Ancak bu levha, ilkinden farklı olarak, havada alevli bir ateş topuna dönüştü. Aria'nın gözleri fal taşı gibi açıldı ve yaklaşan ateş topundan son anda kaçtı. Dinlenmeye vakti olmadan, başka bir ateş topu belirdi ve o da hızla kaçtı.
Ancak indiği yerden aniden parlak altın bir ışık yayıldı ve onu hazırlıksız yakaladı. Tepki veremeden, altındaki zemin sağır edici bir patlamayla havaya uçtu.
Arena şaşkın bir sessizliğe büründü. Az önce ne olmuştu?
Atticus gülümsedi, dumanın içinden kolayca görebildiği için olanları anlamıştı. "İlk patlamayı kullanarak sahnedeki bazı levhaları mayın olarak yerleştirmiş, sonra ateş toplarıyla onu tuzağa çekmiş. Akıllıca, çok akıllıca." diye düşündü.
"Rün yapmayı gerçekten öğrenmem lazım. Doğru kullanıldığında çok güçlü olabiliyorlar."
Reed, kısa bir şokun ardından, "Kazanan, 4. sıra!" diye ilan etti.
Lucas sadece gülümsedi ve kimseye meydan okumak istemediğini göstererek yerine geri döndü.
"Haha, harikaydı Lucas!" diye bağırdı Nate, Lucas koltuğuna dönerken. Lucas utangaç bir gülümsemeyle cevap verdi ve kafasını kaşıdı.
Aria hala sahnedeydi; runlar onu patlamadan koruyordu.
"5. sıra!" diye bağırdı Reed.
Reed'in bir sonraki meydan okuma çağrısı, Aria'yı şaşkın düşüncelerinden geri getirdi. Beklenmedik olayların şaşkınlığıyla sahneden indi.
Nate hızla ayağa kalktı, kendine güvenle doluydu. "Bundan sonra senin üstüne oturacağım!" diye Lucas'a ilan etti.
"Dikkatli ol, Nate," diye bir kez daha uyardı Lucas, ama Nate çoktan sahneye doğru ilerlemeye başlamıştı.
"3. sıra," Nate sahneye çıkarken kendinden emin bir gülümsemeyle ilan etti.
Erik, kayıtsız bir şekilde ayağa kalktı ve sahneye doğru yürüdü. Kendine özgü ravenstein beyaz saçları vardı, ancak neredeyse asker tarzında kısa kesmişti. Gözlerinde sürekli bir yorgunluk vardı.

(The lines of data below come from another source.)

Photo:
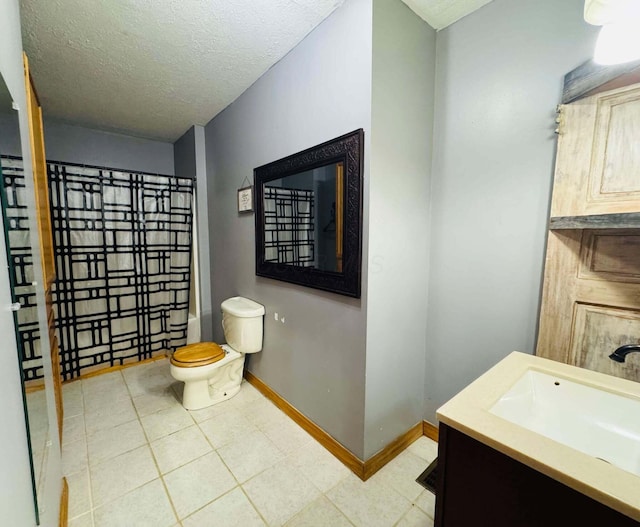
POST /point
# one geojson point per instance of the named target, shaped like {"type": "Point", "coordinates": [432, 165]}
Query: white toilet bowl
{"type": "Point", "coordinates": [214, 382]}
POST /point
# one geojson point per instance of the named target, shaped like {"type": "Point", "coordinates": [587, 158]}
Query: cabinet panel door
{"type": "Point", "coordinates": [598, 158]}
{"type": "Point", "coordinates": [591, 299]}
{"type": "Point", "coordinates": [597, 331]}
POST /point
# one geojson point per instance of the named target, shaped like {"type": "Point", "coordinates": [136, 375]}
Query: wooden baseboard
{"type": "Point", "coordinates": [430, 430]}
{"type": "Point", "coordinates": [363, 469]}
{"type": "Point", "coordinates": [64, 504]}
{"type": "Point", "coordinates": [102, 371]}
{"type": "Point", "coordinates": [380, 459]}
{"type": "Point", "coordinates": [351, 461]}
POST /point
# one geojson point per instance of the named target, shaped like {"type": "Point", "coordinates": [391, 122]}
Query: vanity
{"type": "Point", "coordinates": [535, 442]}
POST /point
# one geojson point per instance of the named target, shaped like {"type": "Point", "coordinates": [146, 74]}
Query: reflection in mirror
{"type": "Point", "coordinates": [16, 220]}
{"type": "Point", "coordinates": [309, 216]}
{"type": "Point", "coordinates": [303, 219]}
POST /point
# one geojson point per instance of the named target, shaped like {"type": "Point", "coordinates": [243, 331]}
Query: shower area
{"type": "Point", "coordinates": [123, 245]}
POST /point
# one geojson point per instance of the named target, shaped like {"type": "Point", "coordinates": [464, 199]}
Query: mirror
{"type": "Point", "coordinates": [309, 216]}
{"type": "Point", "coordinates": [16, 219]}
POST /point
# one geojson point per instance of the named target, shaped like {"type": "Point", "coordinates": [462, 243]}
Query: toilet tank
{"type": "Point", "coordinates": [242, 323]}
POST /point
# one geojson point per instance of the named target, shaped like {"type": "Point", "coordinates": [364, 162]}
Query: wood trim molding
{"type": "Point", "coordinates": [380, 459]}
{"type": "Point", "coordinates": [64, 504]}
{"type": "Point", "coordinates": [430, 430]}
{"type": "Point", "coordinates": [363, 469]}
{"type": "Point", "coordinates": [350, 460]}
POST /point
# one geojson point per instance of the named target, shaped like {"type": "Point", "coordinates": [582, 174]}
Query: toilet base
{"type": "Point", "coordinates": [222, 384]}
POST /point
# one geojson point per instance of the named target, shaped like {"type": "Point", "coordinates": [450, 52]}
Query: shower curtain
{"type": "Point", "coordinates": [123, 251]}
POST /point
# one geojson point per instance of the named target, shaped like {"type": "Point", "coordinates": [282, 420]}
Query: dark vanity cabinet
{"type": "Point", "coordinates": [481, 487]}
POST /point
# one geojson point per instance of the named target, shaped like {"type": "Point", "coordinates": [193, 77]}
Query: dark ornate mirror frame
{"type": "Point", "coordinates": [348, 149]}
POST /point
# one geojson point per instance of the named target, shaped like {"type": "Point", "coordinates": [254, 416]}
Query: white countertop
{"type": "Point", "coordinates": [468, 412]}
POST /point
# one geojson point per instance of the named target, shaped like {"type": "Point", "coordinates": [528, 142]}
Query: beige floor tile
{"type": "Point", "coordinates": [318, 466]}
{"type": "Point", "coordinates": [115, 441]}
{"type": "Point", "coordinates": [320, 513]}
{"type": "Point", "coordinates": [279, 493]}
{"type": "Point", "coordinates": [73, 428]}
{"type": "Point", "coordinates": [121, 474]}
{"type": "Point", "coordinates": [109, 416]}
{"type": "Point", "coordinates": [180, 448]}
{"type": "Point", "coordinates": [165, 422]}
{"type": "Point", "coordinates": [287, 436]}
{"type": "Point", "coordinates": [105, 397]}
{"type": "Point", "coordinates": [224, 428]}
{"type": "Point", "coordinates": [249, 455]}
{"type": "Point", "coordinates": [79, 493]}
{"type": "Point", "coordinates": [231, 510]}
{"type": "Point", "coordinates": [72, 388]}
{"type": "Point", "coordinates": [425, 448]}
{"type": "Point", "coordinates": [368, 504]}
{"type": "Point", "coordinates": [247, 396]}
{"type": "Point", "coordinates": [401, 473]}
{"type": "Point", "coordinates": [74, 457]}
{"type": "Point", "coordinates": [146, 506]}
{"type": "Point", "coordinates": [148, 378]}
{"type": "Point", "coordinates": [196, 484]}
{"type": "Point", "coordinates": [415, 518]}
{"type": "Point", "coordinates": [72, 400]}
{"type": "Point", "coordinates": [427, 502]}
{"type": "Point", "coordinates": [264, 414]}
{"type": "Point", "coordinates": [150, 403]}
{"type": "Point", "coordinates": [102, 390]}
{"type": "Point", "coordinates": [204, 414]}
{"type": "Point", "coordinates": [86, 520]}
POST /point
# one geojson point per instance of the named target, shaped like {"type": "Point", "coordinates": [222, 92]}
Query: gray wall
{"type": "Point", "coordinates": [75, 144]}
{"type": "Point", "coordinates": [190, 161]}
{"type": "Point", "coordinates": [499, 77]}
{"type": "Point", "coordinates": [404, 49]}
{"type": "Point", "coordinates": [320, 90]}
{"type": "Point", "coordinates": [16, 497]}
{"type": "Point", "coordinates": [85, 146]}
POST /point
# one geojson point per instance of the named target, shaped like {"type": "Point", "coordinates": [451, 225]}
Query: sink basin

Henüz kan bağı uyanmamış olsa da, Atticus'un keskin algısı, orta seviyeye henüz ulaşmamış olmasına rağmen, onu çevreleyen karanlık elementi algıladı. "İlginç," diye düşündü Atticus, Erik'in karanlık aurasına dikkat ederek. "Kan bağı uyanmadan bile onu etkiliyor."
Reed, "Silahlarınızı çıkarın," diye talimat verdi ve Nate ile Erik ikisi de itaat etti. Nate geniş kılıcını sallarken Erik hançerlerini hazırladı.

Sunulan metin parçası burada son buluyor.